Buying the old Meredosia plant, which St. Louis-based Ameren has announced plans to close, became a necessity for the Alliance after Ameren unexpectedly withdrew from the project, citing financial considerations.
The Alliance hopes to retrofit the plant with oxy-combustion technology and capture its carbon dioxide emissions. The CO2 would be transported via an underground pipeline more than 30 miles to a storage site in Morgan County.
In its early days, more than five years ago, FutureGen was billed as a $1.8 billion, 275-megawatt, near-zero emissions project planned for Mattoon, Ill. But federal funding for the project was canceled in the waning days of the George W. Bush administration. The Obama administration, in large part as a result of heavy lobbying by U.S. Senator Richard Durbin, an Illinois Democrat, retooled, relocated and downsized the project.
Until recently, FutureGen 2.0 was estimated to cost about $1.3 billion, of which the Department of Energy has committed about $1 billion in economic stimulus funds. But the price tag continues to rise. On November 28, the Alliance said the cost estimate now is $1.65 billion, including $1.1 billion to repower the Meredosia generating unit, and $550 million for the pipeline and storage site.

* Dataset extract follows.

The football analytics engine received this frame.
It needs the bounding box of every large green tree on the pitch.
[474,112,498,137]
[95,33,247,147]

“Contingent upon DoE’s approval, we have an opportunity to lead the entire program, build on potential cost savings, and bring the power plant on-line in 2016 as planned,” said Ken Humphreys, CEO of the Alliance. However, the Alliance was facing a December 31, 2011, deadline to submit the project’s revised plans to DoE, which has come under fire for questionable energy loans, most notably the $528 million it provided to bankrupt solar panel manufacturer Solyndra in California.
While FutureGen officials and project supporters said they were confident the project will move forward, others were more skeptical. “Ever since the Mattoon site fell apart, it has been a joke,” one well-placed Illinois official who asked not to be identified said about FutureGen. “You’re going to buy an old plant just to prove you can put carbon in the ground. We already know we can do that.”

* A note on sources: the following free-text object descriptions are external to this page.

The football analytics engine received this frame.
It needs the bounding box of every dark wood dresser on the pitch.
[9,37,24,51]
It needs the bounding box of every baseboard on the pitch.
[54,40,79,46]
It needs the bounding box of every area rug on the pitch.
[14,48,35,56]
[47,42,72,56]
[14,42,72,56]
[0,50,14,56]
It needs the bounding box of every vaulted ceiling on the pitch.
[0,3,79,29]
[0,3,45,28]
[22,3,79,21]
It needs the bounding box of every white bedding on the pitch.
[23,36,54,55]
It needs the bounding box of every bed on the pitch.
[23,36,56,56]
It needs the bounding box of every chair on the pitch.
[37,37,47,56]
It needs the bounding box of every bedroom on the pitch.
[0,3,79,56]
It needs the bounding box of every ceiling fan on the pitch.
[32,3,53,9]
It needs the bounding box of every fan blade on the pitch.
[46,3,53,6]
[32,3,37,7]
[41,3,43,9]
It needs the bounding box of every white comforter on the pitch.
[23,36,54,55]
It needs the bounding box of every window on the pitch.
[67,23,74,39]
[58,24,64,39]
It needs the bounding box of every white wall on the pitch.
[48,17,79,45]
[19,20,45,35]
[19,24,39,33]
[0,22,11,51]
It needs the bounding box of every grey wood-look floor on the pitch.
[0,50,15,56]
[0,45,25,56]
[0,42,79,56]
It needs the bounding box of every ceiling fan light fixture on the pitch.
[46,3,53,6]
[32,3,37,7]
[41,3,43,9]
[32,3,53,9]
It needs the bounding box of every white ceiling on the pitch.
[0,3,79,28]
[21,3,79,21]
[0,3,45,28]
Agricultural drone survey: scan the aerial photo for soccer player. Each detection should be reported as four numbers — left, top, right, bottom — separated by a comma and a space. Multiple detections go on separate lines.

Illinois politicians continue to support FutureGen, at least outwardly. A spokesman for Governor Pat Quinn, a Democrat, said the state’s chief executive “is strongly committed to bringing FutureGen to Illinois. The project will bring many good jobs to Illinois and put our state on the international clean coal map while continuing to promote the use of Illinois’ coal resources in ways that protect both consumers and the environment.”